Mac and Rosie McGearey have been involved in a legal wrangle with the city council for several months after it refused to pay to send their daughter Ciara to the Royal Blind School, despite an independent tribunal ruling this is the best option for her. The dispute finally ended after the council agreed to pay half of Ciara's 38,000-a-year school fees.
The other half is being paid for by the army, who stepped in as Ciara's father is a serving soldier.
The Evening News revealed last month that discussions were under way between the council and the army, and the funding has now been confirmed by both parties.
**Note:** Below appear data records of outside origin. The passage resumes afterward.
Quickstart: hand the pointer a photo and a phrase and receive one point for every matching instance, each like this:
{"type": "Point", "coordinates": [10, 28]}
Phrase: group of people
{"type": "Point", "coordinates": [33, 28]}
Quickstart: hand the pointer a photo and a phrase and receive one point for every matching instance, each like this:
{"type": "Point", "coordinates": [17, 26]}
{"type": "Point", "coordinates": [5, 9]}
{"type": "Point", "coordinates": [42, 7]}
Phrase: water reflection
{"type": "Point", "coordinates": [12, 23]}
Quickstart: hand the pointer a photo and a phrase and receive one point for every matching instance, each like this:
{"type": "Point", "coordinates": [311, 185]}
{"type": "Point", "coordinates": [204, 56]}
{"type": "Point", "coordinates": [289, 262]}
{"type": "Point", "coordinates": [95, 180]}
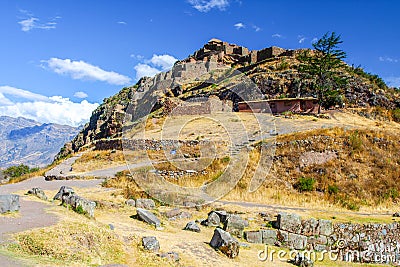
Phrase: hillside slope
{"type": "Point", "coordinates": [273, 70]}
{"type": "Point", "coordinates": [25, 141]}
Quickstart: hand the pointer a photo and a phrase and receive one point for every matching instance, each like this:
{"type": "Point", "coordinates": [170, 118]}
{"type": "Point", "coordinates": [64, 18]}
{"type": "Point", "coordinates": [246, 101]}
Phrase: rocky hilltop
{"type": "Point", "coordinates": [272, 69]}
{"type": "Point", "coordinates": [25, 141]}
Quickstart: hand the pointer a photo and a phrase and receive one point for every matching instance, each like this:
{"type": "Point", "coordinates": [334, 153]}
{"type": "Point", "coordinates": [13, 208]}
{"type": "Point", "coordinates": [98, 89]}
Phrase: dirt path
{"type": "Point", "coordinates": [32, 214]}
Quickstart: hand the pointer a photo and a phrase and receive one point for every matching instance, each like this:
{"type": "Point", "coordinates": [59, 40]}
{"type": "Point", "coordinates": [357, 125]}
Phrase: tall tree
{"type": "Point", "coordinates": [322, 66]}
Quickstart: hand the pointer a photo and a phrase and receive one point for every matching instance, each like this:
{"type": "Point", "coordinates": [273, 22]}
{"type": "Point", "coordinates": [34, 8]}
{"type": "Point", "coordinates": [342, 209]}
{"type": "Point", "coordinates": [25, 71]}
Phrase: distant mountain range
{"type": "Point", "coordinates": [24, 141]}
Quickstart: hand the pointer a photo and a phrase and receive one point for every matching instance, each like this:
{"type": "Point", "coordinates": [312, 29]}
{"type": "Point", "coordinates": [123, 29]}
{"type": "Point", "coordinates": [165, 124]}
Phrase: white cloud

A tribunal ruled in November that the Blind School was the best school for Ciara – who lost her sight when she was only three days old after contracting meningitis. But council bosses planned to appeal against the decision.
Although the council wanted Ciara to go to the council-run Oaklands Special School, which does not specialise in blindness, Ciara has been attending the Blind School since the start of the year after her father, who serves with the 1st Royal Tank Regiment, raised enough money to send her there until the summer.
Education leader councillor Marilyne MacLaren said: "I am really delighted that through good, constructive partnership working with the army we have come to a solution for Ciara's schooling in the future."
Colinton and Fairmilehead councillor Jason Rust, who put forward a motion calling on the council to withdraw its appeal earlier this year, is angry the council took so long to come to an agreement with Mr and Mrs McGearey.
He said: "This is a fantastic outcome, but the actions of the city council throughout have been deplorable.
"I fail to understand why the council has needlessly put Ciara and her family through this ordeal, treating them with contempt."
Brigadier David Allfrey, Commander 51 (Scottish) Brigade, said: "I am delighted that we have been able to deliver a sound and sustainable result for Ciara and her family."